Cordovilla-Gorton said she looks to “transition a guest from the public space to the private (space) to create a sense of anticipation for the room they haven’t yet seen or are anxious to return to,” when designing guest corridors.
“First, we address the scale of the space, moving from the often grander public space to the cozier corridors. We accomplish this by dropping the ceiling, dimming the lighting and encouraging a quieter moment of exploration,” she said. “We differentiate the guestroom entry—ceilings, wallcoverings and lighting are key elements. Elevator lobbies need an identity, definition from the corridor itself, as a means of wayfinding.”
Bold-patterned carpet was in for a while in hotel hallways, but that seems to be fading out, sources said.
Lesley Hughes Wyman, principal/partner at Matchline, said via email that carpeting is more simplified and less busy now, which can “help to hide wear and staining as these spaces ensure high levels of traffic.”

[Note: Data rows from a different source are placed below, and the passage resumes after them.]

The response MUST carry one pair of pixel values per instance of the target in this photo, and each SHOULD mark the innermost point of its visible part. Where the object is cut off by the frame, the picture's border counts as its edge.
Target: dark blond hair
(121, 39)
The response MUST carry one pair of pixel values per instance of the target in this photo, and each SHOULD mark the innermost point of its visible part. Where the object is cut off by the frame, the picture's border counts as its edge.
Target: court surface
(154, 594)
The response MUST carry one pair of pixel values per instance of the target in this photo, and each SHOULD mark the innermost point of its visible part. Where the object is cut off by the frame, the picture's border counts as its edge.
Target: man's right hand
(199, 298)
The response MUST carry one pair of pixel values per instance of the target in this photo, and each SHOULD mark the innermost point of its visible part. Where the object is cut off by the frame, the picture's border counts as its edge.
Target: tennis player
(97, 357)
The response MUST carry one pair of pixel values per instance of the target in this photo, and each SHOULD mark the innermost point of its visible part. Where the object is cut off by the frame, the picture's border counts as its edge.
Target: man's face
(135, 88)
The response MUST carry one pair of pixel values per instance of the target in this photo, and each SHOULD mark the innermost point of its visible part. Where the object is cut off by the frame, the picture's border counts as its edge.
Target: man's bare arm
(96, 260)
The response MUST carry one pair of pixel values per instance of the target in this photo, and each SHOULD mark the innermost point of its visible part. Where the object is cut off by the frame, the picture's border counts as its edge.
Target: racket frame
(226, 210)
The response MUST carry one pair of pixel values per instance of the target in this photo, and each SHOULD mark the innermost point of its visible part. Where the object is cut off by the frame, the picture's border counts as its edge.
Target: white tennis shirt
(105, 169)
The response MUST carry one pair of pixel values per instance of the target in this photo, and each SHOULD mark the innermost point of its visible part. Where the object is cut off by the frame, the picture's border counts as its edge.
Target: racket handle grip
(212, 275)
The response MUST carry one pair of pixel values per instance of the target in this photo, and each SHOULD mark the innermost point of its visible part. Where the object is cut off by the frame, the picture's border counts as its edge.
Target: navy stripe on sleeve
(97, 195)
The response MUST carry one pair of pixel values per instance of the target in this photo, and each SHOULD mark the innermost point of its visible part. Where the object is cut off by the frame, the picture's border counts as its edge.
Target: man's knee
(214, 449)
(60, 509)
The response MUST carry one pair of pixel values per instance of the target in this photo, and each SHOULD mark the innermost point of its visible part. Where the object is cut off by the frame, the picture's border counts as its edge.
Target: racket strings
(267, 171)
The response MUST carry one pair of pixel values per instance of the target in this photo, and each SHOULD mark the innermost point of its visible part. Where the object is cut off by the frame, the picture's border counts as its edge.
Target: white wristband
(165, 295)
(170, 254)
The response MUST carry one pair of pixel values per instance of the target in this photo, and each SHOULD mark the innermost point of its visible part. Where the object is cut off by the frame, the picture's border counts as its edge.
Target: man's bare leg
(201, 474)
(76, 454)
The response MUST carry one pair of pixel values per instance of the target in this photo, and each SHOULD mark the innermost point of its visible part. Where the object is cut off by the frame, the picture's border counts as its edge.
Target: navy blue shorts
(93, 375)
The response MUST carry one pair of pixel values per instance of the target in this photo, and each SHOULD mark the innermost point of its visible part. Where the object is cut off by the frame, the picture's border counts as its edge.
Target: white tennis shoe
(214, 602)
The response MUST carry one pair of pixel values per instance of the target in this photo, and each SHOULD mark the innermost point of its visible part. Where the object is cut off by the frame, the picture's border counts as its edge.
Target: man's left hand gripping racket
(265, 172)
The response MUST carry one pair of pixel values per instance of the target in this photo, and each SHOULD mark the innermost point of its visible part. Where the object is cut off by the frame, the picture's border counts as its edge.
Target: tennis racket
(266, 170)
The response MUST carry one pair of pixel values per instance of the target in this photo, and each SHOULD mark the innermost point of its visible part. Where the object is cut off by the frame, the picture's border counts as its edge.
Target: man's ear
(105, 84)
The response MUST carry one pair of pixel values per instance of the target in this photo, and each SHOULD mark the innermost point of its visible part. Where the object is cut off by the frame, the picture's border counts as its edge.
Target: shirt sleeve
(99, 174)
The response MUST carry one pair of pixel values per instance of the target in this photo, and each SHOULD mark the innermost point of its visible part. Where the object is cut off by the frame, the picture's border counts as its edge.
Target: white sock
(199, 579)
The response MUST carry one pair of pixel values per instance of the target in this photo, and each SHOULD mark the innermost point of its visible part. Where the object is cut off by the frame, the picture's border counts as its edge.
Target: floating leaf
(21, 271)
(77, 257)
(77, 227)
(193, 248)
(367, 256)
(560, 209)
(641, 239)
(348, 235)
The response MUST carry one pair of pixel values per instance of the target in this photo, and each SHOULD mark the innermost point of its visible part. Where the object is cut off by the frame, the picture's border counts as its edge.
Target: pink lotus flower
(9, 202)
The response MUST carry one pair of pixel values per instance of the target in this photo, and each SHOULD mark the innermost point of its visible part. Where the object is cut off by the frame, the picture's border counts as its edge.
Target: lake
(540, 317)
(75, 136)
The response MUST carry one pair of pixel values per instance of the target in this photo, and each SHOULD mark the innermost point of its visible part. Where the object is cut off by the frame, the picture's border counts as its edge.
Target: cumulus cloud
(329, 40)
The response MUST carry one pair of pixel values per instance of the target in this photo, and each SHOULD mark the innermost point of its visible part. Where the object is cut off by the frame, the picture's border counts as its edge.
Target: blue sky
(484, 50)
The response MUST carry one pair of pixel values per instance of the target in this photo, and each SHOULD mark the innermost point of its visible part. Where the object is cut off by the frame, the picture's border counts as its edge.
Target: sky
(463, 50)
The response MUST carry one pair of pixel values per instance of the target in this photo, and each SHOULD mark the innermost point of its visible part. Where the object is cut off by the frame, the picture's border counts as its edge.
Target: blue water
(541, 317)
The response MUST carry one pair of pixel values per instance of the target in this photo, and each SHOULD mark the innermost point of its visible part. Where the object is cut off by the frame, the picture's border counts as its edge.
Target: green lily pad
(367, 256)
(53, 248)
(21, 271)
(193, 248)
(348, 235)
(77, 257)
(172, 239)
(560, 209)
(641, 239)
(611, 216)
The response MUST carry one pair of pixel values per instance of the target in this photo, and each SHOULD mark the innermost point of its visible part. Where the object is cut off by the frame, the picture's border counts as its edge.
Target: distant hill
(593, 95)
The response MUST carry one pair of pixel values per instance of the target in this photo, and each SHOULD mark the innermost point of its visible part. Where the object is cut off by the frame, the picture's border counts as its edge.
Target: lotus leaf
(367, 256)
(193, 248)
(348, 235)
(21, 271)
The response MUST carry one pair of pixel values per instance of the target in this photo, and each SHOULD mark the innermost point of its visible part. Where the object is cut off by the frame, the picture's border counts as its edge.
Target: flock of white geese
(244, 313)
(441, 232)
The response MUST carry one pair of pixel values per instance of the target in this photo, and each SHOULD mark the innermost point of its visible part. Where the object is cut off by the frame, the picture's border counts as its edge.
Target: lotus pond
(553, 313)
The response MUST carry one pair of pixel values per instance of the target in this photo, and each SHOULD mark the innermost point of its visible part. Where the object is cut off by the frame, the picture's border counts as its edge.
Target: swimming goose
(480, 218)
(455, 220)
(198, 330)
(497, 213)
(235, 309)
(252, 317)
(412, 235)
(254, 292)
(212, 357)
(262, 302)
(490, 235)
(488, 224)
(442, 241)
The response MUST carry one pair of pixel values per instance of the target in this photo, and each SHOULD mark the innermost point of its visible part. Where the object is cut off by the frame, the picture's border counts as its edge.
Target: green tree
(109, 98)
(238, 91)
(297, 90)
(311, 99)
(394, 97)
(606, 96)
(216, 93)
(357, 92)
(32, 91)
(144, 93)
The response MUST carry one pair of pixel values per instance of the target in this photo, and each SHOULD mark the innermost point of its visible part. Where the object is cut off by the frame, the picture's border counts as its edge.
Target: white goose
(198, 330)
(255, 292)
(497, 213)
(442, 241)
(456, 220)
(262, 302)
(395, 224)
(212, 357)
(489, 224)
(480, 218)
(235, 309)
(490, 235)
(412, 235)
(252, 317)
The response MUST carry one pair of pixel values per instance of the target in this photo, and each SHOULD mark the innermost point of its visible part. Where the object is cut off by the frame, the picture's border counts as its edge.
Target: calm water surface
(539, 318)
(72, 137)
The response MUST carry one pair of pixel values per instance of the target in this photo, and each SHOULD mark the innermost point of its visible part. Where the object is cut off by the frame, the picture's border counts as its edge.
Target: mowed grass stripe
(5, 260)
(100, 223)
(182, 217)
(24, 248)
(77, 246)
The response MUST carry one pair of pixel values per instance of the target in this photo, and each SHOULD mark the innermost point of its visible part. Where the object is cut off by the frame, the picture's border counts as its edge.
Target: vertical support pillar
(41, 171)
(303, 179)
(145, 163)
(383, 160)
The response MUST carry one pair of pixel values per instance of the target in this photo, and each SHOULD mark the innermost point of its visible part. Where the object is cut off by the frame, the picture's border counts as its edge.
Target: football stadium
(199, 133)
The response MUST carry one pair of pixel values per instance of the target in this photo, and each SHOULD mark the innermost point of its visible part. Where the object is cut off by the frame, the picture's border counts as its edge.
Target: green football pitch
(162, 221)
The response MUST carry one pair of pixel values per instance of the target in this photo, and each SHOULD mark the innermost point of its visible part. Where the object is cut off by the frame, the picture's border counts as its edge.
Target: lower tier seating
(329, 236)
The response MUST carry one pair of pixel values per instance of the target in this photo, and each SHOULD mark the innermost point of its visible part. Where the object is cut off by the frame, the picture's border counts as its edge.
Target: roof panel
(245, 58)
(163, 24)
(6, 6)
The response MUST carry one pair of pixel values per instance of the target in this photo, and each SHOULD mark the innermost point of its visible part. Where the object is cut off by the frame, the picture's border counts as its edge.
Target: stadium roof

As guestroom hallways used to be small, dark spaces, the brightly colored carpet with bold patterns used to provide “some much-needed energy and could distract from the often scarred walls,” Cordovilla-Gorton said.
“Designers have moved beyond function and embraced style,” she said. “Carpet is one part of the overall equation, but often is no longer the main event, giving way to murals, signage and specialty lighting. The flooring, however, is still important and plays an important role in the longevity and overall effect of the corridor.”
A guest corridor at the Marriott Irvine Spectrum in Irvine, California. (Photo: MONOGRAM)*
Thinking about the needs of guests with disabilities and ensuring guest corridors are in compliance with the Americans with Disabilities Act is another thing to consider when designing hallways.
The width of corridors depends on what the owner and operator want, which seems to be trending toward more narrow hallways, Santos said.
“Depth of the guestrooms may determine how wide the corridor will be. As guestroom sizes increase, corridors in turn decrease,” she said.
Wyman said guest corridors must account for ADA standards.
“The minimum required ADA hallway width is 36 inches. To comply with ADA, each hallway light has to be four inches or less,” she said.
Cordovilla-Gorton said ADA compliance is very important, but it doesn’t have a lot of impact on corridor design. From her perspective, width is key.
“Operations need enough space for housekeeping carts and general circulation,” she said. “There will always be general wear and tear by guests and operations. The wider the corridor, the better shot of avoiding this.”
*Correction, 3 May 2019: This story has been updated to change Melba Santos' title and a photo credit.